Of the fraction of rooms and booths I was able to cover at Munich High End 2023—the "I wish I could have" list is at least as long as that of the exhibits I enjoyed—Rockport Technologies' triumphant meeting of its Orion loudspeaker ($133,000/pair–$143,000/pair with the custom finish shown) with Absolare's Altius phonostage ($52,000), Eternum preamplifier ($85,000, below), and Hybrid Altius monoblocks ($120,000/pair) was an unqualified triumph. There was, of course, far more in the system than those four components, but what's most important is the effect of the music on visitors. As Absolare's Kerem Küçükaslan cued up "You Look Good to Me" on a classic Oscar Peterson LP, everyone sat at rap attention. Ella and Satchmo's "Isn't it a Lovely Day" sounded about as warm, luscious, liquid, musical, and dreamy (as in "If this is a dream, please don't wake me up") as it gets.
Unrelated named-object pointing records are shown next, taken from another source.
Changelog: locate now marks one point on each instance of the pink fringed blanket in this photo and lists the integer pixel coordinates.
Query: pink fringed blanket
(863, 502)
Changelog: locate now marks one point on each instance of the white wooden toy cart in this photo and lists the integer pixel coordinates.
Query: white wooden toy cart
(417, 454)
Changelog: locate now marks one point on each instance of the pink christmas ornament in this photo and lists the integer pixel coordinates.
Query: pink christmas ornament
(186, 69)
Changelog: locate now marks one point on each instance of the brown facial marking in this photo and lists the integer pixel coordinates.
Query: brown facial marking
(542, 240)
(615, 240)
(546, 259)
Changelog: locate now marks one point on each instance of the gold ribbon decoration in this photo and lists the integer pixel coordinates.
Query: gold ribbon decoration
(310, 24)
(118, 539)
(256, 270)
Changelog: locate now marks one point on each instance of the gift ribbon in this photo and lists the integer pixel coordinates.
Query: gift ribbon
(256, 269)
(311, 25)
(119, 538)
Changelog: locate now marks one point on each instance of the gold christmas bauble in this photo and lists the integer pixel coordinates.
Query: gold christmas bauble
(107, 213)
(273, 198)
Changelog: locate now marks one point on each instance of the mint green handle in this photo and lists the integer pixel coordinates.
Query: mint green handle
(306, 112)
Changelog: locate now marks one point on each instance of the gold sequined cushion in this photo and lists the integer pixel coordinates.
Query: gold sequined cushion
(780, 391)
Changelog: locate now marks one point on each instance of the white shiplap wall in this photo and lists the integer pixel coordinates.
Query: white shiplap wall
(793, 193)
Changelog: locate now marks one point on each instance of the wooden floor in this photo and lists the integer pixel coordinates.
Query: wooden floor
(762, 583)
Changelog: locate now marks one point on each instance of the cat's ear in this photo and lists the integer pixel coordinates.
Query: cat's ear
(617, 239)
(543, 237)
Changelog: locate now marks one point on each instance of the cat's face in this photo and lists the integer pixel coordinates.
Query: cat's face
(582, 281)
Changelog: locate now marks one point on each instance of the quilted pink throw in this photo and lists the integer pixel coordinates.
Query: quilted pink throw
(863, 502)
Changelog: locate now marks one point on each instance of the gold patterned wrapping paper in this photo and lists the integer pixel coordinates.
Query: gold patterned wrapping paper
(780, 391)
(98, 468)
Rockport has grown immensely in size and scope since Josh Clark bought the company and began to mentor under founder/designer Andy Payor. Its Orion loudspeaker, which is one step down from the top-of-the-line, may have been shipping since late last summer, but first made its European show debut at Munich 2023.
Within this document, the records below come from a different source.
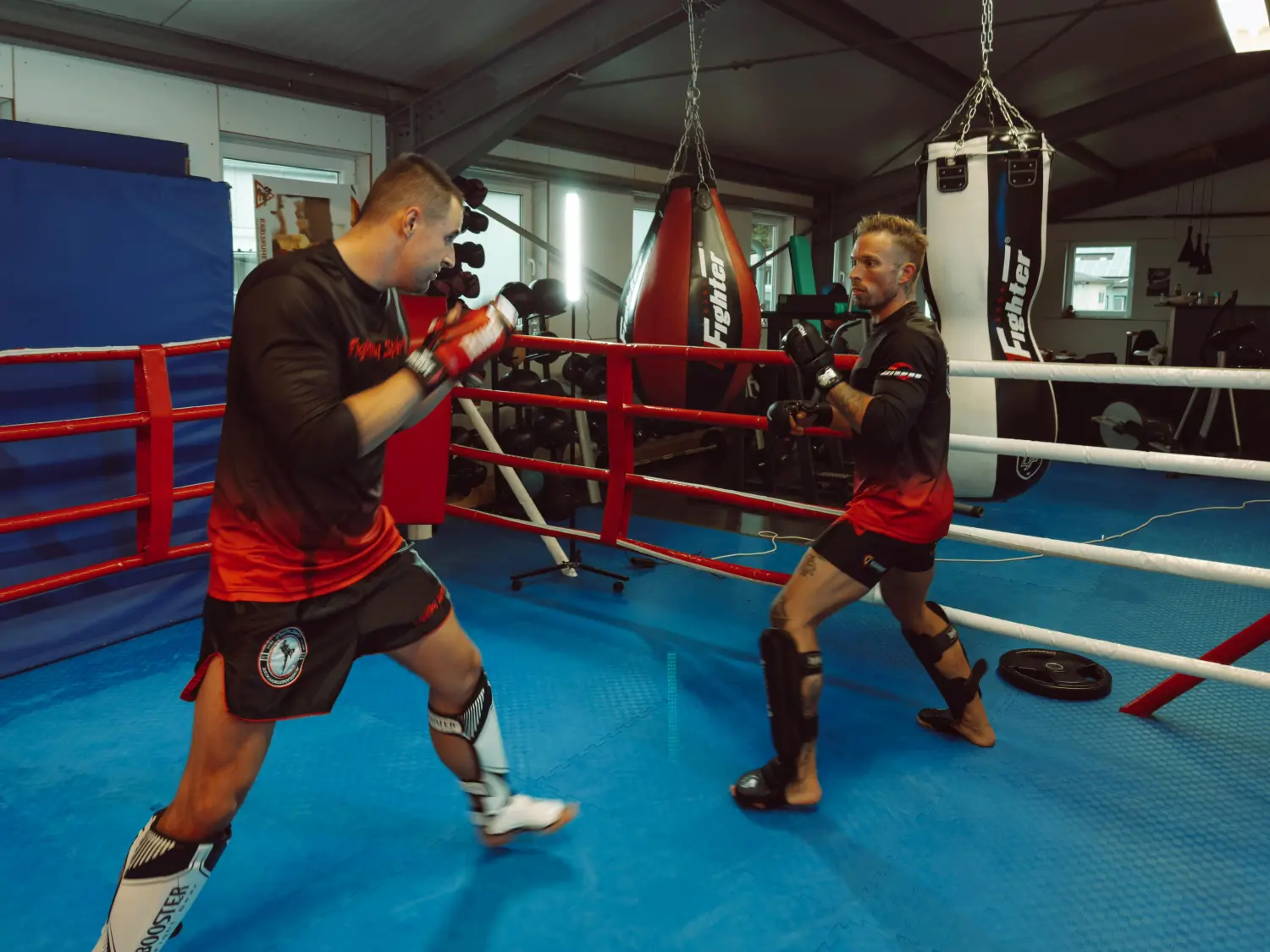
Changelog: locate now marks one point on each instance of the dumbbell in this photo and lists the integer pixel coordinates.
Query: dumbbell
(549, 297)
(518, 441)
(521, 381)
(464, 476)
(588, 373)
(455, 283)
(553, 428)
(474, 190)
(470, 253)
"All of our products use the same reference crossovers and the same level drivers," Clark told me. "The cabinet is the big differentiator. The higher-level models have stiffer, more massive, and more self-damped cabinets. We believe in cabinets that do not make their own noise."

Rockport's top-of-the-line loudspeaker contains two separate aluminum castings for its inner and outer shell. The Orion, in turn, has an aluminum inner shell and carbon-fiber outer shell. The goal was to get as close to the company's absolute reference in the "smallest possible package."

"This is our smallest and purest example of a full-range 3-way Rockport that has three drivers, with one driver per range," Clark said. "It contains an all-new woofer, midrange, and tweeter, all of which we manufacture. Although different models have different size drivers, all contain our best technology." Despite the speaker's size, Clark was confident that it would work well in a 16' × 20' room.

Digital sources included Metronome's Kalista Dreamplay CD transport ($45,000), Aurender's N30Sa streamer/server ($25,000), and a Roon playback and streaming system ($15,000) comprised entirely of SOtM components that included a network switching hub, DAC/preamp, 10MHz master clock and power supply, cabling, and other playback enhancers. The DAC was Nagra's HD DAC X ($65,000). The analog portion, in addition to the Absolare equipment noted above, consisted of a Kuzma Stabi R turntable ($9595, above) with Kuzma Safir tonearm ($20,000) and Zyx Optimum cartridge ($17,500). Echole Infinity cables, and a Stabilian Rack with bronze feet completed this stellar system.